MARCHANDS D’ILLUSIONS, FABRIQUE DU CHAOS

Au Kamerun, la publicité a franchi une ligne rouge. Sur les plateaux télé, à la radio, aux carrefours et dans les marchés, des « marabouts » autoproclamés docteurs, professeurs, prophètes vendent des solutions à tout : briser des couples, envoûter un partenaire, éliminer un rival, chasser un bailleur pour garder la maison. Derrière le folklore se cache un vide réglementaire inquiétant. Et un danger social bien réel.

 *La marchandisation du malheur*

Il ne s’agit plus de simples promesses de prospérité ou de retour d’affection. Le discours s’est durci. Sur certaines antennes, à des heures de grande écoute, des voix assurées garantissent « séparation rapide », « fidélité éternelle », « disparition mystique de l’ennemi ».

La publicité ne vend plus un service : elle normalise la nuisance.

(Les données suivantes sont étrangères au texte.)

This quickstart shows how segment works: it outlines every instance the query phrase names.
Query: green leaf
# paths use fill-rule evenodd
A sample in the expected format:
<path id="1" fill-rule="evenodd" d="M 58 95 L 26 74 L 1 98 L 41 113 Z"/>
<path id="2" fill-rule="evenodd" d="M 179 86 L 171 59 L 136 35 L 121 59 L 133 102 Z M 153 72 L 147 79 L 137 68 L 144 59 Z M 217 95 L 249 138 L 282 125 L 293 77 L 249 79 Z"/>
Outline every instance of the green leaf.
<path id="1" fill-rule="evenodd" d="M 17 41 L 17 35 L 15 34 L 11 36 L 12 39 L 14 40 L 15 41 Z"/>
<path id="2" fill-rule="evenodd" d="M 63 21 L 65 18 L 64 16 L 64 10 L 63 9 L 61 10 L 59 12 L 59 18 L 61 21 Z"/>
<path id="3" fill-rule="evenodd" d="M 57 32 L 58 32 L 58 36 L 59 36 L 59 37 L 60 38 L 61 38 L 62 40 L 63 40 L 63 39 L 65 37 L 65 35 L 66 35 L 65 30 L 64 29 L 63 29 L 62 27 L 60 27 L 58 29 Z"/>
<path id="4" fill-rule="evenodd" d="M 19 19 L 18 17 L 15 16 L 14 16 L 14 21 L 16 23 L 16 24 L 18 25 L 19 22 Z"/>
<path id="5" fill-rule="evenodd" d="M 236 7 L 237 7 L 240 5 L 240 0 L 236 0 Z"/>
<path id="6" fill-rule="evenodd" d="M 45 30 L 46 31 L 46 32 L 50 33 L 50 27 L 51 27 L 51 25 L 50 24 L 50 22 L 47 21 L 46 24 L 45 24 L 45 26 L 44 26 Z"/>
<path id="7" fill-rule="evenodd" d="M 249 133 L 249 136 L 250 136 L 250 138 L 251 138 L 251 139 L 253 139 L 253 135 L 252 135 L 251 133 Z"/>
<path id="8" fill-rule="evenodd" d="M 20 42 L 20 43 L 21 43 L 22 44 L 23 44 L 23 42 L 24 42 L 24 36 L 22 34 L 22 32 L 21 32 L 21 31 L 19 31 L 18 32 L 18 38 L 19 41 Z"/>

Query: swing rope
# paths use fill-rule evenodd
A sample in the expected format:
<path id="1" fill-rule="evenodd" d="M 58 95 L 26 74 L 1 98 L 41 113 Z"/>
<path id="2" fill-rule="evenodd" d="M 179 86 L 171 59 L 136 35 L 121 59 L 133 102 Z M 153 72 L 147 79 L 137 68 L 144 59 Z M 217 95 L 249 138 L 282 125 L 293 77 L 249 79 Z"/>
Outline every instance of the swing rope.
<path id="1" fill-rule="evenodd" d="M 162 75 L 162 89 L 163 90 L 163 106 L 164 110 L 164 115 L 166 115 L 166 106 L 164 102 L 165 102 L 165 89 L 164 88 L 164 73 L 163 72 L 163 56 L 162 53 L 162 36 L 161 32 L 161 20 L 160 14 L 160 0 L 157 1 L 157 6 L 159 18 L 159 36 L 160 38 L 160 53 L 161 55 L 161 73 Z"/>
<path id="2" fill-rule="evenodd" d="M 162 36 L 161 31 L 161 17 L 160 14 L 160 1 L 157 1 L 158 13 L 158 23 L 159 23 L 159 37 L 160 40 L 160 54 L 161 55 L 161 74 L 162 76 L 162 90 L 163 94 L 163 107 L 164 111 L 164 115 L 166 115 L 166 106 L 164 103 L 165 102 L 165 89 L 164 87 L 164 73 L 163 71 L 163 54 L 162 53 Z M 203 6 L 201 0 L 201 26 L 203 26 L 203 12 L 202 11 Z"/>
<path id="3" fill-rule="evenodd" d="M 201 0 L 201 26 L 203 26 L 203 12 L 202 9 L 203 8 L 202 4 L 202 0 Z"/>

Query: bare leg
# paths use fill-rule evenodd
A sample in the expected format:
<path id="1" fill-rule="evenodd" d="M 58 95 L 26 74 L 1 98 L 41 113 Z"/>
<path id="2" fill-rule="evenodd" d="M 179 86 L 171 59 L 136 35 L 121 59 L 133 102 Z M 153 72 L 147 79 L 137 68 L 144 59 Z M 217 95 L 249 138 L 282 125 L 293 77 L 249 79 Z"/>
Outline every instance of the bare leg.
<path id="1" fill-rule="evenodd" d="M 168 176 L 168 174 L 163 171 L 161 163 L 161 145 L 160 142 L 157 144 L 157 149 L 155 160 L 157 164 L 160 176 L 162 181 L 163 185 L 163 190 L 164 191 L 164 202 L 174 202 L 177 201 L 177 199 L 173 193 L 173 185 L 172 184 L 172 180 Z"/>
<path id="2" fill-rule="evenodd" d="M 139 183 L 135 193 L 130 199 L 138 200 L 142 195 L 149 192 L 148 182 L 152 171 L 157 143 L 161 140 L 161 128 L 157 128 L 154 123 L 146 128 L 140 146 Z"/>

« Je peux vous aider à récupérer votre femme en 72 heures », clame l’un.

« Votre patron vous persécute ? Nous avons la solution », promet l’autre.

À ce stade, la frontière entre croyance personnelle et incitation à nuire devient floue. Et quand le mal est emballé dans un jingle accrocheur, il cesse d’être perçu comme tel.

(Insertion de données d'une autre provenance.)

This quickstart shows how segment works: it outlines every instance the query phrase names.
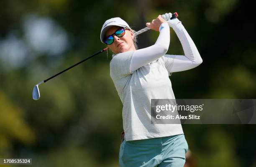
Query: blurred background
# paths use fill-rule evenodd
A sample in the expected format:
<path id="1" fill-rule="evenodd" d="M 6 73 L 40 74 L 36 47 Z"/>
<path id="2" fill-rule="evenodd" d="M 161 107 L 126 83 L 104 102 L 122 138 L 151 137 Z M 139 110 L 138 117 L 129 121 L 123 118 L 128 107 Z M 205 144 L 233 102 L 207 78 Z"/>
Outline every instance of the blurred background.
<path id="1" fill-rule="evenodd" d="M 0 1 L 0 158 L 31 157 L 36 167 L 118 167 L 122 105 L 101 53 L 34 85 L 105 47 L 105 21 L 136 30 L 177 12 L 203 60 L 170 77 L 177 99 L 256 99 L 253 1 Z M 171 30 L 169 54 L 183 54 Z M 158 33 L 138 37 L 139 48 Z M 256 167 L 255 125 L 183 125 L 187 167 Z M 13 165 L 14 166 L 15 165 Z M 6 166 L 12 166 L 8 165 Z M 29 166 L 31 166 L 29 165 Z"/>

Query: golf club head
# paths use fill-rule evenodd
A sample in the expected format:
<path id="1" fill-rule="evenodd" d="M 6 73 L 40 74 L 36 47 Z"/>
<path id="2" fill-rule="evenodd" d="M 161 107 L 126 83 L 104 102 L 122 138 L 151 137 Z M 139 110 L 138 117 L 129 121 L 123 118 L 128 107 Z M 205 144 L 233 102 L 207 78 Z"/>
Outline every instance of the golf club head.
<path id="1" fill-rule="evenodd" d="M 40 93 L 39 91 L 38 85 L 36 85 L 33 89 L 33 93 L 32 94 L 33 99 L 37 100 L 40 98 Z"/>

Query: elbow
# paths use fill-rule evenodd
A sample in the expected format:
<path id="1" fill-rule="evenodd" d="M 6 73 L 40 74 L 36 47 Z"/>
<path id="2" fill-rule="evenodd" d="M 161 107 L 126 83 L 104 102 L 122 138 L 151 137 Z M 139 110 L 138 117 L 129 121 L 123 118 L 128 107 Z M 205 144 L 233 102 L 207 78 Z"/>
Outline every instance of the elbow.
<path id="1" fill-rule="evenodd" d="M 169 48 L 169 46 L 159 46 L 159 51 L 160 54 L 161 55 L 164 55 L 168 51 L 168 49 Z"/>
<path id="2" fill-rule="evenodd" d="M 195 67 L 199 66 L 202 63 L 202 59 L 201 58 L 201 56 L 200 56 L 200 55 L 199 55 L 199 57 L 200 58 L 197 59 L 195 61 L 193 62 L 193 63 L 194 64 L 194 65 L 195 66 Z"/>

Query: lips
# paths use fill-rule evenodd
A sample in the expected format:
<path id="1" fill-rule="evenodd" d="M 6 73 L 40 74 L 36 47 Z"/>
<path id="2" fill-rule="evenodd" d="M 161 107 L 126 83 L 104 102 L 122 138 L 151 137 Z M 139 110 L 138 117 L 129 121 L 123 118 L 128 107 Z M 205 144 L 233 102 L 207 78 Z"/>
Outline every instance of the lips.
<path id="1" fill-rule="evenodd" d="M 120 46 L 120 44 L 121 44 L 122 43 L 123 43 L 124 42 L 121 42 L 121 43 L 118 43 L 118 44 L 117 46 L 116 46 L 116 47 L 117 47 L 117 48 L 119 47 L 119 46 Z"/>

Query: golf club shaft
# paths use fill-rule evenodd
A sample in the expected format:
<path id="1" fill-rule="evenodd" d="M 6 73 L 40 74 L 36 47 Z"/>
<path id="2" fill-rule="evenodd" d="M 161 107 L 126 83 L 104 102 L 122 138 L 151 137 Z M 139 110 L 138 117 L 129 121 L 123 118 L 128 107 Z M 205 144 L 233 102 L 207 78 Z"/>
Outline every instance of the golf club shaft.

*L’occupation de l’espace public*

Le phénomène ne se limite pas aux médias audiovisuels. Aux carrefours, dans les marchés, des haut-parleurs saturent l’air : « Problème de maison ? Éliminez le bailleur ! »

La banalisation est sidérante. Ce qui devrait relever du pénal est diffusé comme une simple offre promotionnelle.

L’espace public, censé protéger le vivre-ensemble, devient un terrain de propagation d’idées toxiques. Or, à force d’entendre qu’on peut « neutraliser » un rival ou « briser » un ménage, l’idée finit par s’installer dans les esprits fragiles.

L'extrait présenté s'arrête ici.